WP: Em Cronos, o gerenciamento de recursos foi criado para ser uma experiência dinâmica e imersiva, que se desenrola em todas as etapas do combate: antes, durante e depois de cada confronto. A vigilância constante é crucial, pois você precisa não apenas administrar seus recursos com sabedoria, mas também se adaptar a um desafio único: inimigos capazes de se fundir em pleno combate. Cada fusão muda de forma drástica o ritmo da batalha, aumentando bastante a dificuldade e forçando você a repensar sua estratégia em tempo real.
Desde corredores velozes a monstros pesados que parecem tanques, você poderia explicar a abordagem para o design de inimigos, baseada na ideia de proporcionar encontros únicos para o jogador?
JZ: Em Cronos: The New Dawn, queríamos que cada tipo de inimigo oferecesse um desafio distinto, forçando os jogadores a adaptar suas estratégias, além de lutar contra aqueles que se fundiram. A fusão é uma mecânica única para nós, pois representa um elemento central da jogabilidade que influencia de forma significativa como os jogadores encaram o combate e o gerenciamento de recursos. Nosso objetivo é fazer com que cada confronto pareça único e envolvente, ampliando a imersão e a intensidade do jogo.
Vocês utilizaram os efeitos visuais do Niagara para dar vida aos ambientes e inimigos do jogo?
MS: Sim, utilizamos bastante o Niagara. Este sistema de efeitos visuais é muito flexível e oferece muita liberdade criativa para artistas já experientes em efeitos visuais. Os tentáculos, as anomalias e as plataformas gravitacionais foram todos criados com sistemas avançados do Niagara, que oferecem uma interatividade avançada e dão vida ao nosso mundo.

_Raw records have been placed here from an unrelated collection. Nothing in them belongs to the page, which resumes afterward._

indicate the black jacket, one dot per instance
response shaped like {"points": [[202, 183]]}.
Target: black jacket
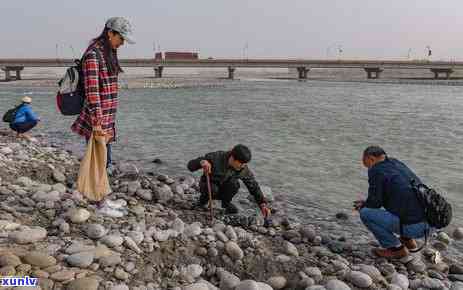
{"points": [[390, 187], [222, 172]]}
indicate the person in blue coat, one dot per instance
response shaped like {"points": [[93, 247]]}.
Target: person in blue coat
{"points": [[25, 118]]}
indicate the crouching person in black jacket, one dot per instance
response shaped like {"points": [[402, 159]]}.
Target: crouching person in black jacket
{"points": [[392, 211], [226, 168]]}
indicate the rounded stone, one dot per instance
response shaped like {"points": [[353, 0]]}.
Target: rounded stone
{"points": [[86, 283], [360, 279], [112, 241], [336, 284], [400, 280], [277, 282], [39, 259], [234, 251], [28, 236], [81, 260], [79, 215], [9, 260], [247, 285], [95, 231], [458, 234], [62, 276]]}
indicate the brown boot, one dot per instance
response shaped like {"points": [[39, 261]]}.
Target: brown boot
{"points": [[391, 253], [409, 243]]}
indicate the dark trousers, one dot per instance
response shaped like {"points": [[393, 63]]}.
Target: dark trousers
{"points": [[24, 127], [109, 153], [224, 192]]}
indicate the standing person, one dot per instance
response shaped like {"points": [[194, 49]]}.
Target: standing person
{"points": [[226, 168], [391, 202], [24, 119], [100, 67]]}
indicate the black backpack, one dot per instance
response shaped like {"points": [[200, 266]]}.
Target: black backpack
{"points": [[437, 210], [10, 115], [71, 95]]}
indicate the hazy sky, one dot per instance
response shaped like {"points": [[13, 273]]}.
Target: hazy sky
{"points": [[219, 28]]}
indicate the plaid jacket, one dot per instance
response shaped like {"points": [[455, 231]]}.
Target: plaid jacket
{"points": [[100, 95]]}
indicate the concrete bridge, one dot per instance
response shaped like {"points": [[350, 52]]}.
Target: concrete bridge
{"points": [[373, 68]]}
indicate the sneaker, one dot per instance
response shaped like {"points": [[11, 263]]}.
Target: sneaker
{"points": [[110, 170], [391, 253], [230, 208], [409, 243]]}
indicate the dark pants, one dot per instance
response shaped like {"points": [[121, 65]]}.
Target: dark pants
{"points": [[24, 127], [109, 153], [224, 192]]}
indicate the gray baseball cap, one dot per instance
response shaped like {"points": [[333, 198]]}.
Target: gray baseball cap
{"points": [[122, 26]]}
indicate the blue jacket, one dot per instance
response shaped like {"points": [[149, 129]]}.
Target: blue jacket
{"points": [[390, 187], [25, 114]]}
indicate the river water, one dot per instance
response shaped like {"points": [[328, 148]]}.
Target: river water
{"points": [[307, 137]]}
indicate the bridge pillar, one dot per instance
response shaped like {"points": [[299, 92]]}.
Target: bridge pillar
{"points": [[302, 72], [231, 72], [9, 69], [446, 71], [158, 72], [373, 72]]}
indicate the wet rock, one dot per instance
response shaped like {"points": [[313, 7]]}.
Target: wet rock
{"points": [[81, 260], [228, 281], [163, 193], [234, 251], [110, 261], [79, 215], [196, 286], [59, 176], [335, 284], [62, 276], [28, 236], [342, 216], [39, 259], [112, 241], [247, 285], [86, 283], [95, 231], [277, 282], [440, 246], [458, 234], [77, 247], [129, 243], [371, 271], [144, 194], [291, 250], [53, 196], [121, 274], [400, 280], [431, 283], [454, 269], [8, 259], [314, 273], [359, 279], [192, 230]]}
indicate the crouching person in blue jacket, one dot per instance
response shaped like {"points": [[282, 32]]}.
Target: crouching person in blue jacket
{"points": [[25, 119], [392, 211]]}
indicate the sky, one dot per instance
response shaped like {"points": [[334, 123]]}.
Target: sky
{"points": [[346, 29]]}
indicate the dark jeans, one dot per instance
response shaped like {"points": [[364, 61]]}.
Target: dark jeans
{"points": [[23, 127], [224, 192], [109, 153]]}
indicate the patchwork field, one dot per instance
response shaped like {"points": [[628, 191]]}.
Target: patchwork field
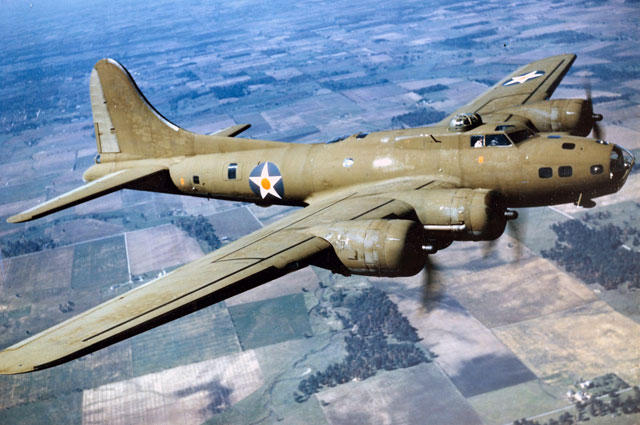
{"points": [[421, 394], [507, 294], [187, 395], [588, 340], [52, 273], [519, 401], [205, 334], [99, 263], [234, 223], [270, 321]]}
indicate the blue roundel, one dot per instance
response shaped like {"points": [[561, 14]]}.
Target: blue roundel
{"points": [[265, 180], [521, 79]]}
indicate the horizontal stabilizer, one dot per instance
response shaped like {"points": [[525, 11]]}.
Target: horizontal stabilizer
{"points": [[232, 131], [99, 187]]}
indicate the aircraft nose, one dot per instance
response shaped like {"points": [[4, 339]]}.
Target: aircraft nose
{"points": [[622, 162]]}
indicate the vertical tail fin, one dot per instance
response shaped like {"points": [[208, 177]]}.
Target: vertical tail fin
{"points": [[125, 123]]}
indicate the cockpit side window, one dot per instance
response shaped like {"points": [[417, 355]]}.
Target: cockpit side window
{"points": [[477, 141], [496, 140]]}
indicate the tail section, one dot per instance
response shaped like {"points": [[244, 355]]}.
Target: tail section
{"points": [[125, 123]]}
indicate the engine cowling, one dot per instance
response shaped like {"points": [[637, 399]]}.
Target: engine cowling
{"points": [[458, 214], [373, 247], [574, 116]]}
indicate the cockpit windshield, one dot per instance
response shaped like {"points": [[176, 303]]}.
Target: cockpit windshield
{"points": [[496, 140], [520, 135]]}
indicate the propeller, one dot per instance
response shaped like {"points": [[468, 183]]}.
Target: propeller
{"points": [[432, 285], [598, 133]]}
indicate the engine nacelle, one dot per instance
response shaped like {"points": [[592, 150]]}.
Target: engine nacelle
{"points": [[373, 247], [458, 214], [574, 116]]}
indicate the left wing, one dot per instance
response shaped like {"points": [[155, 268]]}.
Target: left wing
{"points": [[264, 255], [530, 83]]}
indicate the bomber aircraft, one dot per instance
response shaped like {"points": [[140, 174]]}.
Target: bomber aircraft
{"points": [[374, 204]]}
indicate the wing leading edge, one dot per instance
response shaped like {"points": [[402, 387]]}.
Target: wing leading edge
{"points": [[264, 255], [102, 186]]}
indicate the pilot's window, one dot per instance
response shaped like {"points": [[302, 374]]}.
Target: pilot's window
{"points": [[545, 172], [232, 171], [565, 171], [504, 127], [496, 140], [520, 135]]}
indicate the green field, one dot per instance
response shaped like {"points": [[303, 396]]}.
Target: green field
{"points": [[99, 263], [55, 410], [506, 404], [270, 321], [282, 366], [199, 336]]}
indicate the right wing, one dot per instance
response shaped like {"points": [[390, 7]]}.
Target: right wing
{"points": [[264, 255], [530, 83]]}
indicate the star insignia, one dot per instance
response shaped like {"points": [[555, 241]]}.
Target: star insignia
{"points": [[521, 79], [265, 179]]}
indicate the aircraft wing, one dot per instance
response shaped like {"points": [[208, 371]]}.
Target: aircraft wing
{"points": [[266, 254], [533, 82], [99, 187]]}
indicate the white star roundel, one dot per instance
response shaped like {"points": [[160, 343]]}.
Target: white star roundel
{"points": [[265, 179], [521, 79]]}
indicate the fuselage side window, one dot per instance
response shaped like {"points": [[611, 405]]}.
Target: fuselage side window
{"points": [[232, 171], [496, 140]]}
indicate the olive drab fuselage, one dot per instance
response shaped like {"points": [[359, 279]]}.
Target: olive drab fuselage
{"points": [[580, 168]]}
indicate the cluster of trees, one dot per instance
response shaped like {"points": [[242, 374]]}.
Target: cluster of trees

Como trabalhar na Unreal Engine contribui para promover um fluxo de trabalho coeso e colaborativo entre a engenharia e departamentos como arte, design, áudio etc.?
MS: Acredito que, ao se trabalhar com uma equipe grande, o fato de a Unreal Engine oferecer suporte a controle de revisão e se integrar bem com o Perforce seja muito útil. Isso garante sincronização e reduz conflitos entre os departamentos. Mas, além disso, o destaque fica com a possibilidade que a UE oferece de colaboração em tempo real: artistas, designers e programadores podem trabalhar no mesmo ambiente, vendo as mudanças de forma instantânea. Esse ciclo de feedback imediato fortalece muito a comunicação entre as equipes e a coesão do projeto.

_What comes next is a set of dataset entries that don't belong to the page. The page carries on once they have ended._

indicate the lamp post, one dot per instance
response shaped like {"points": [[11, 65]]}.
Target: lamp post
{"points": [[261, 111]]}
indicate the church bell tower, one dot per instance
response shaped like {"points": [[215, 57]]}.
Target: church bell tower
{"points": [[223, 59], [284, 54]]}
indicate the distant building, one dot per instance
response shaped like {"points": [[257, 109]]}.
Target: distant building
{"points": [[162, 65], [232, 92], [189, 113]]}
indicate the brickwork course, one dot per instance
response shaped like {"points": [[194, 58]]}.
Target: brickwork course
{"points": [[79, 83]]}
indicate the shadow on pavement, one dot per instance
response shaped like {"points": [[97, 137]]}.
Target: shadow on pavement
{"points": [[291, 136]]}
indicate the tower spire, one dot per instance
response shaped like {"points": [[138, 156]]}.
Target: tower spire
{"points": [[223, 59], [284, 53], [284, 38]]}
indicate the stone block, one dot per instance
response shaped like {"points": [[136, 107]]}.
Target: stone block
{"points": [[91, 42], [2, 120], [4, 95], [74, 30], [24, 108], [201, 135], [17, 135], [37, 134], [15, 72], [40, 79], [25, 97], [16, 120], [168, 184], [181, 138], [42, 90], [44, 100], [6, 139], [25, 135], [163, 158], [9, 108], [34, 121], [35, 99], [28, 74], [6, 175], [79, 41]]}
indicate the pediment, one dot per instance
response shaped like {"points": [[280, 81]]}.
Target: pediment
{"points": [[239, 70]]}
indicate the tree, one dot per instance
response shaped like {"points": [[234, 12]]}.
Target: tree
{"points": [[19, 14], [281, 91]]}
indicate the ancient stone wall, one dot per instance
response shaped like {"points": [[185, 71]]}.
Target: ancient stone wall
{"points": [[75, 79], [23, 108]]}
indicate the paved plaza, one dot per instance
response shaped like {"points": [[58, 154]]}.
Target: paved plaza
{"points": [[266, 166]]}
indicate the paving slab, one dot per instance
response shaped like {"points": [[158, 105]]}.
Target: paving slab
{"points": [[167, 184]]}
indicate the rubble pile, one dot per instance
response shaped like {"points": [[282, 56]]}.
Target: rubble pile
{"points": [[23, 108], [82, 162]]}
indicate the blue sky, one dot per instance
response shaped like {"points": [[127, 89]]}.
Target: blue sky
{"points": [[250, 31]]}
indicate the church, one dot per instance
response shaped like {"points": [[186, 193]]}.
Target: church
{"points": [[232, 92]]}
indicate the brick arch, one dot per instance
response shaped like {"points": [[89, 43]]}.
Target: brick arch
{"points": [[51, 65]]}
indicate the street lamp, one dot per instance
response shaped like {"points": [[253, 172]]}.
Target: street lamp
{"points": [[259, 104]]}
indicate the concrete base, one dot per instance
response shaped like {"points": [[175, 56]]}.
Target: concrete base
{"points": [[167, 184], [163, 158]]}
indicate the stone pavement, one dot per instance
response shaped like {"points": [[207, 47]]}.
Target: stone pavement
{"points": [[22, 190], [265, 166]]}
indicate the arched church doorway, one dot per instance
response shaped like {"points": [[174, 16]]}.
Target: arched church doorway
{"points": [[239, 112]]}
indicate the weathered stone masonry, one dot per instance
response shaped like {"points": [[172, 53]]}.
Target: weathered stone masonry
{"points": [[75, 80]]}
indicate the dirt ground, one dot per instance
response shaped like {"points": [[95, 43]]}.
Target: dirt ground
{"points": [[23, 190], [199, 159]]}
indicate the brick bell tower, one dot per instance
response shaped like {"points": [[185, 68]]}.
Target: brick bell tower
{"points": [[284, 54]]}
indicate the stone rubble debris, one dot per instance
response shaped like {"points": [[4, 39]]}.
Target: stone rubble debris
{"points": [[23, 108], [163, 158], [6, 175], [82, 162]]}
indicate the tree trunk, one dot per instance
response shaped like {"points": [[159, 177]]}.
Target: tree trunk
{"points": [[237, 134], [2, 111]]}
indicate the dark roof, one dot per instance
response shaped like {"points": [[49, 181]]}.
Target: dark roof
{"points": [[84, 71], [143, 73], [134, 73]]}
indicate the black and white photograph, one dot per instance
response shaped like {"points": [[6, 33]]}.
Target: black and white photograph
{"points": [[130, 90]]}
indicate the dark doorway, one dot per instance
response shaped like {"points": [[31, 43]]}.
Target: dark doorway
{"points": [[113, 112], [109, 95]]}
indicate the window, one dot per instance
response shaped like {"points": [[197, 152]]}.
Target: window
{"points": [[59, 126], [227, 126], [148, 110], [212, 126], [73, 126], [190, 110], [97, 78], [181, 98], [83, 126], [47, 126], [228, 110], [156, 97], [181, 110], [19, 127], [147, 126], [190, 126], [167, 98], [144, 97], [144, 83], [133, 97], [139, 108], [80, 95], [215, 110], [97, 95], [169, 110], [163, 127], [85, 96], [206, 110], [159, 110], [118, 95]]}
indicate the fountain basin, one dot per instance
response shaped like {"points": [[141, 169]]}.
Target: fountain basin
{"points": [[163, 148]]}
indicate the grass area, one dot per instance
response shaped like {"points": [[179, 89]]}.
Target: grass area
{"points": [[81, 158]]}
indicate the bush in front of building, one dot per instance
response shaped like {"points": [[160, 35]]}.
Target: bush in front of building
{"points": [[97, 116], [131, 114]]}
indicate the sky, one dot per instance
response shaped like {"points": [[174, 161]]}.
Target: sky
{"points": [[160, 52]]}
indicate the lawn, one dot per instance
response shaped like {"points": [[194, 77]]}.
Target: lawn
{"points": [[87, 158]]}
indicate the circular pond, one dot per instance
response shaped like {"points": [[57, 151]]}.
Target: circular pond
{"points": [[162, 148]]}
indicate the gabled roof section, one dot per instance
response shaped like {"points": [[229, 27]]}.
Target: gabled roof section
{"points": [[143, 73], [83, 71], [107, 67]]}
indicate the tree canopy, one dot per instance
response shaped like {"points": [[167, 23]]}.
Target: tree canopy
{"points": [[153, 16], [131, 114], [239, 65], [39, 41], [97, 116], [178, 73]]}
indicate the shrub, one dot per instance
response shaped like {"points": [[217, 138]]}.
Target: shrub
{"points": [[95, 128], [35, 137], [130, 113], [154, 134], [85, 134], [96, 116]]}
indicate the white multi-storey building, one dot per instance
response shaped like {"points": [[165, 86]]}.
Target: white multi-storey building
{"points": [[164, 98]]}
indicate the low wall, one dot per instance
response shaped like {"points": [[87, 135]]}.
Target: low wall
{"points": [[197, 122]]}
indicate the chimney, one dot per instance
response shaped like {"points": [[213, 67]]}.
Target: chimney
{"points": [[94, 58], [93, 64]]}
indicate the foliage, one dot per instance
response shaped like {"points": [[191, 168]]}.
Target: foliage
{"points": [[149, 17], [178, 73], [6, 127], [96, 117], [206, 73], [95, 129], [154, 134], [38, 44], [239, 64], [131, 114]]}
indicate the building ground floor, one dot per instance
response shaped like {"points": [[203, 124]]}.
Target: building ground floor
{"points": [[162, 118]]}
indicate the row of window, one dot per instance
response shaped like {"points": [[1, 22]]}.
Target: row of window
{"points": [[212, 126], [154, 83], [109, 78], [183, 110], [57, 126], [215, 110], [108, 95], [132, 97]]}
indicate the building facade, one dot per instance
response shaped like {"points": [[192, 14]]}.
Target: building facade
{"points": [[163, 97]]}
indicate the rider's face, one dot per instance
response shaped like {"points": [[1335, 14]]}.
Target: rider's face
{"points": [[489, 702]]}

Sabemos que vocês se inspiraram em jogos como Resident Evil e Dead Space. Como esses jogos influenciaram a abordagem de combate e sobrevivência em Cronos: The New Dawn?

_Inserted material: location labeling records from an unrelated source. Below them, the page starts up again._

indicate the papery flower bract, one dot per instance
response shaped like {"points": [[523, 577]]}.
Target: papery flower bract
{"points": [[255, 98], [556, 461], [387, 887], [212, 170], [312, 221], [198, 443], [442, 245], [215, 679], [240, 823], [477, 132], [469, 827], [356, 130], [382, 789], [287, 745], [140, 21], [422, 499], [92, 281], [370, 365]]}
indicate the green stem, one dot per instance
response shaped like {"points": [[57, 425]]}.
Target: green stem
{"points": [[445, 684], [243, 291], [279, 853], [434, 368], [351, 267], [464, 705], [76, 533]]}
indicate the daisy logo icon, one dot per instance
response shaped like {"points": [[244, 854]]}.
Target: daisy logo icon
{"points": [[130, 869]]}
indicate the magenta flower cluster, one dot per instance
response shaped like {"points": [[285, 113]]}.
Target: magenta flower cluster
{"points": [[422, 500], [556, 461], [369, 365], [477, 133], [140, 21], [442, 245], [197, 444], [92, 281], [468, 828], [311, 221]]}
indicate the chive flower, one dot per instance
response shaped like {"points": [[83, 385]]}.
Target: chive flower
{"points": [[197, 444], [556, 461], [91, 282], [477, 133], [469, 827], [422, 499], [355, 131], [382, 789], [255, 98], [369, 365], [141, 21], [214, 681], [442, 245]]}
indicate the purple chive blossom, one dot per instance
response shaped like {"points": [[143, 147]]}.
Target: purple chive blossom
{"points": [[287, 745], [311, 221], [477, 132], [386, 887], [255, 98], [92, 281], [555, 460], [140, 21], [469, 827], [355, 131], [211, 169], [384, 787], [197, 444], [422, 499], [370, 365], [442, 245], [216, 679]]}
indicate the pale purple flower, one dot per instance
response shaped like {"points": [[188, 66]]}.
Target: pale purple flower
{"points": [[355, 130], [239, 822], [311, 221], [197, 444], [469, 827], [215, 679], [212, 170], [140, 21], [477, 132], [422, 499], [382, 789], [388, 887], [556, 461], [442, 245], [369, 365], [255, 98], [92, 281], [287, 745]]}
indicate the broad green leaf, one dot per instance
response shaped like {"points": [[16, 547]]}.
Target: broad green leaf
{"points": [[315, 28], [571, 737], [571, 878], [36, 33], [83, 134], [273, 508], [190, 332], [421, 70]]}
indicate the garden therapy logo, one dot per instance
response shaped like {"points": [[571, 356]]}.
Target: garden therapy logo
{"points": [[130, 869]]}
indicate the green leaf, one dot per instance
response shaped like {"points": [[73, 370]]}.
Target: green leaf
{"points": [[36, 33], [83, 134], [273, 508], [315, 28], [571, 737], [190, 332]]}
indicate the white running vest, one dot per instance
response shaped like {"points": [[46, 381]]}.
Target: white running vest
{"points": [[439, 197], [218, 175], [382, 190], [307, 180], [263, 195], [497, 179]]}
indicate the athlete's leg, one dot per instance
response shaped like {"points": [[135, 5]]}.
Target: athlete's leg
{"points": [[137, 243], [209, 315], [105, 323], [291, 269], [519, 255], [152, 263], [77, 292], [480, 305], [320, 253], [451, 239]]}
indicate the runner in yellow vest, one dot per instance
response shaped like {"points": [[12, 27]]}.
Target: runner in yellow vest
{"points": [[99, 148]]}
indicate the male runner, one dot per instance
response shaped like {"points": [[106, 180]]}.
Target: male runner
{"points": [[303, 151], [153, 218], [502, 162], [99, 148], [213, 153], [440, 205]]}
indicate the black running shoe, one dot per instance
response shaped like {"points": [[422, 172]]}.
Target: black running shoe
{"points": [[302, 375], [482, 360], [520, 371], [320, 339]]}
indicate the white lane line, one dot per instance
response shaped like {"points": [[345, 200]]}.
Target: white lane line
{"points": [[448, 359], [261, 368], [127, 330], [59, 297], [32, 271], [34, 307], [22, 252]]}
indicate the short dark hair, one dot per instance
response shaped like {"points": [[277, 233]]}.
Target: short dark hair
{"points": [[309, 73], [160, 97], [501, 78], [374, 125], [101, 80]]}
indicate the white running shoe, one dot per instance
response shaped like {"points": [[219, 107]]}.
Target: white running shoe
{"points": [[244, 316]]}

JZ: Ao combinar essas influências, buscamos criar um jogo onde sobreviver não significa apenas lutar, mas também tomar decisões difíceis, gerenciar recursos limitados e sentir-se sempre em alerta, o que esperamos que mantenha os jogadores engajados por completo durante toda a jornada em Cronos. Em termos de jogabilidade, Cronos é muito semelhante à série Resident Evil com funcionalidades como gerenciamento de recursos, tensão criada pela munição limitada e locais atmosféricos repletos de monstros. Já as influências de Dead Space são evidentes no clima do jogo, no protagonista e nos encontros intensos e brutais com criaturas, utilizando um arsenal único e o próprio ambiente como parte do combate.